MobilityData / mobility-feed-api

Apache License 2.0
8 stars 3 forks source link

poc: recognizing when a dataset was unfetchable #515

Open cka-y opened 3 days ago

cka-y commented 3 days ago

Summary: This PR is a proof of concept (POC) to identify when a dataset was not fetched, providing clearer information to the user about when and why a dataset was never fetched.

Expected Behavior: Currently, the batch processing job attempts to fetch all non-deprecated feeds. Known reasons for a non-deprecated feed not being successfully fetched include:

  1. Internal server errors (e.g., HTTP connection timeout because the URL is inaccessible).
  2. Invalid ZIP file: If the dataset available at the producer's URL is not a valid ZIP file (e.g., the URL redirects to an HTML page), processing is skipped.

The goal of this POC is to enhance the UI by providing more information when a feed has no datasets. To achieve this, the existing dataset_trace GCP Datastore entity has been updated with an INVALID_ZIP status type. The status types are now as follows:

By having this status in Datastore, along with a timestamp and a stable_id corresponding to the feed's stable_id, it is possible to retrieve the latest status of retrieval for a given feed.

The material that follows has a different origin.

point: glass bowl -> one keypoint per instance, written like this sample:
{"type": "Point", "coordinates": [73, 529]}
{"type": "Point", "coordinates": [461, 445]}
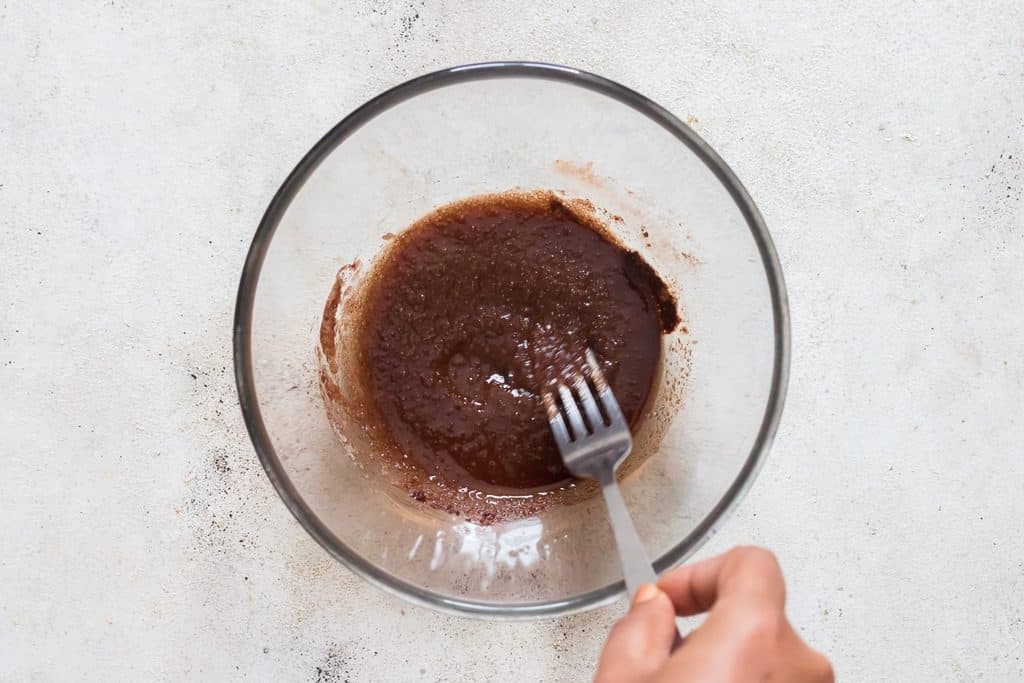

Consequently, an element has been added to the API's GTFSFeed response to include information about the last fetch attempt. Here is an example of the object:

"last_fetch_attempt": {
        "status": "PUBLISHED",
        "timestamp": "2024-06-19T17:40:50.188550"
    }

This information is now displayed on the UI's feed pages to show the latest status. Here are a few examples for different types of statuses (note that the results may vary if the API development is rebuilt or the batch processing jobs are run using the preview link): image

Screenshot 2024-06-28 at 2 10 49 PM

Please make sure these boxes are checked before submitting your pull request - thanks!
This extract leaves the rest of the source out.